DOI: 10.7717/peerj.17788
Abstrakt: Background: Performing an emergency cricothyroidotomy (EC) is extremely challenging, the devices used should be easy to handle and the selected technique reliable. However, there is still an ongoing debate concerning the most superior technique.
Methods: Three different techniques were compared using a standardized, simulated scenario regarding handling, performing, training and decision making: The scalpel-bougie technique (SBT), the surgical anatomical preparation technique (SAPT) and the Seldinger technique (ST). First, anaesthesia residents and trainees, paramedics and medical students (each group n = 50) performed a cricothyroidotomy randomly assigned with each of the three devices on a simulator manikin. The time needed for successful cricothyroidotomy was the primary endpoint. Secondary endpoints included first-attempt success rate, number of attempts and user-satisfaction. The second part of the study investigated the impact of prior hands-on training on both material selection for EC and on time to decision-making in a simulated "cannot intubate cannot ventilate" situation.

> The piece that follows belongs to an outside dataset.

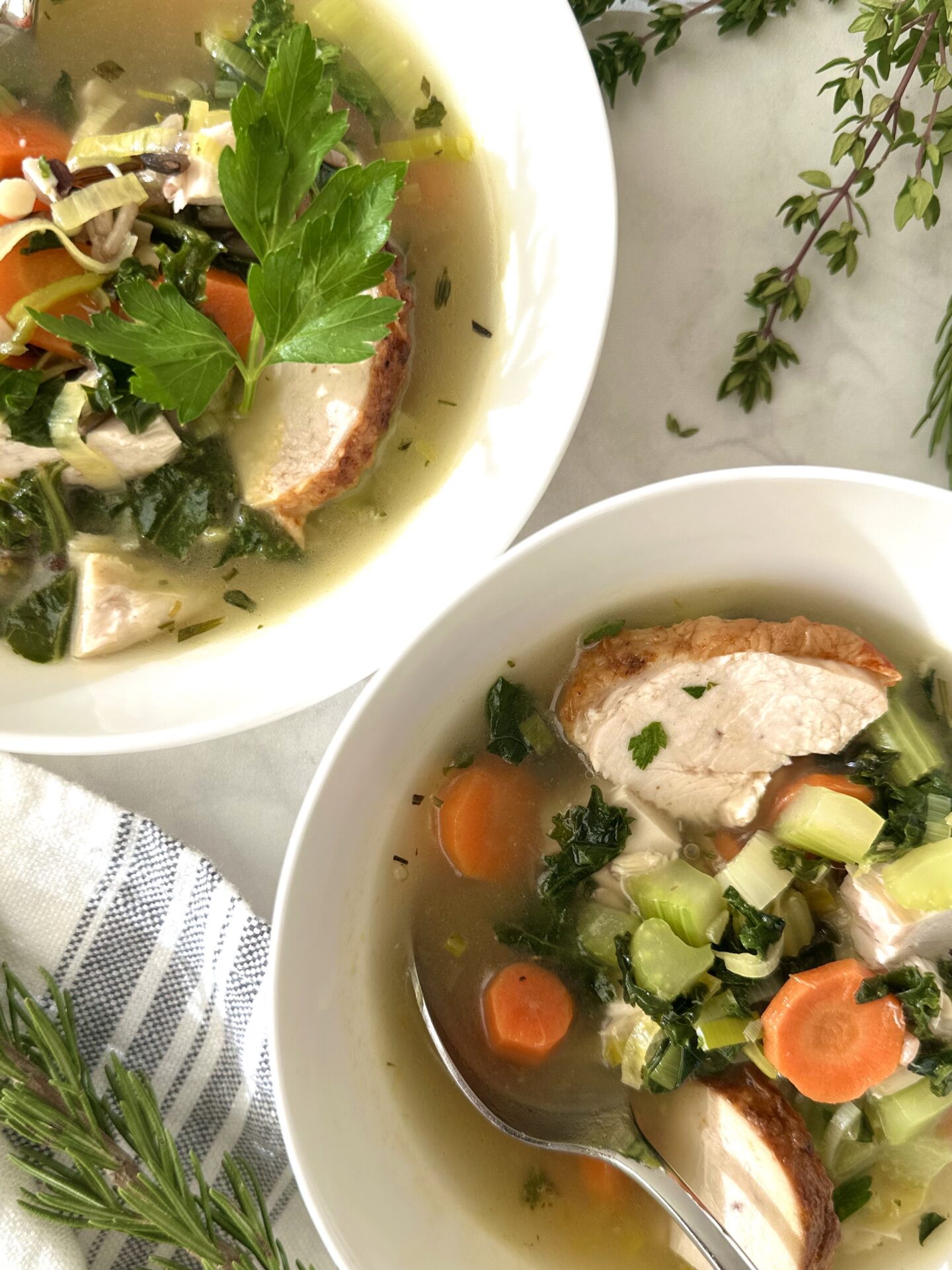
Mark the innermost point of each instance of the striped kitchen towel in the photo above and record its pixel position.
(167, 967)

Results: The simulated scenario revealed that SBT and SAPT were significantly faster than percutaneous EC with ST ( p < 0.0001). Success rate was 100% for the first attempt with SBT and SAPT. Significant differences were found with regard to user-satisfaction between individual techniques ( p < 0.0001). In terms of user-friendliness, SBT was predominantly assessed as easy (87%). Prior training had a large impact regarding choice of devises ( p < 0.05), and time to decision making ( p = 0.05; 180 s vs . 233 s).
Conclusion: This study supports the use of a surgical technique for EC and also a regular training to create familiarity with the materials and the process itself.The trial was registered before study start on 11.11.2018 at ClinicalTrials.gov (NCT: 2018-13819) with Nicole Didion as the principal investigator.
Competing Interests: The authors declare that they have no competing interests.